A third-level threat—piracy—comes once the chips are in the field. I can purchase a competitor’s IC chip from the market and take it to a vendor that will very carefully depackage the chip, delayer it, and then reproduce a blueprint. I could use that blueprint to effectively steal my competitor’s IP. IC camouflaging approaches are ways to design and fabricate ICs that make them inherently resilient to this type of reverse engineering.

Question: How does your work address the issue of ensuring chip integrity?

Garg: We’re looking at a variety of approaches. At the foundry level, for example, split manufacturing involves partitioning a chip into multiple parts, like pieces of a jigsaw puzzle, and sending each piece to a different foundry. Once the pieces are returned, the fabricated pieces can be assembled in a trusted facility. The limited visibility into the chip’s blueprint deters not only IP theft, because no one foundry can see the entire blueprint, but also the foundries’ ability to understand what the chip does and, consequently, modify it in a targeted manner.
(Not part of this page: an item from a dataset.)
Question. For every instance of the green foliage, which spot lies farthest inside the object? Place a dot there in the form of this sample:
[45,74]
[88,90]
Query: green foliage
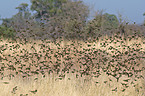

More recently we’ve been looking at how we could detect that a chip has been modified, perhaps by a malicious entity at a foundry. Every company in the world tests chips, because some chips are faulty. However, standard chip testing approaches aren’t effective in detecting malicious modifications, because it’s possible to modify a chip such that the modification is activated only after the chip has been in the field for a certain amount of time. We need detection mechanisms that are far more sophisticated than existing techniques.

Question:  What are the next steps in your research?

Garg: We’re currently working on what we call a verifiable chip. The chip includes the components that perform the computation you care about, but also additional logic that provides proofs of correctness of the chip’s execution. If I give it an input, it returns a reply. It also gives me additional information that lets me verify that the computation in the chip was done correctly. This general approach might prove useful in addressing the challenge of the chip integrity. We presented a paper at the IEEE Security and Privacy Conference on a preliminary study of this approach. Right now the costs of providing this verifiability is still high. Over the next few years, we hope to bring down this cost, so it becomes practical even for commercial semiconductor vendors. We’re also working on a blueprint design that would allow us to fabricate chips that have this verifiability property.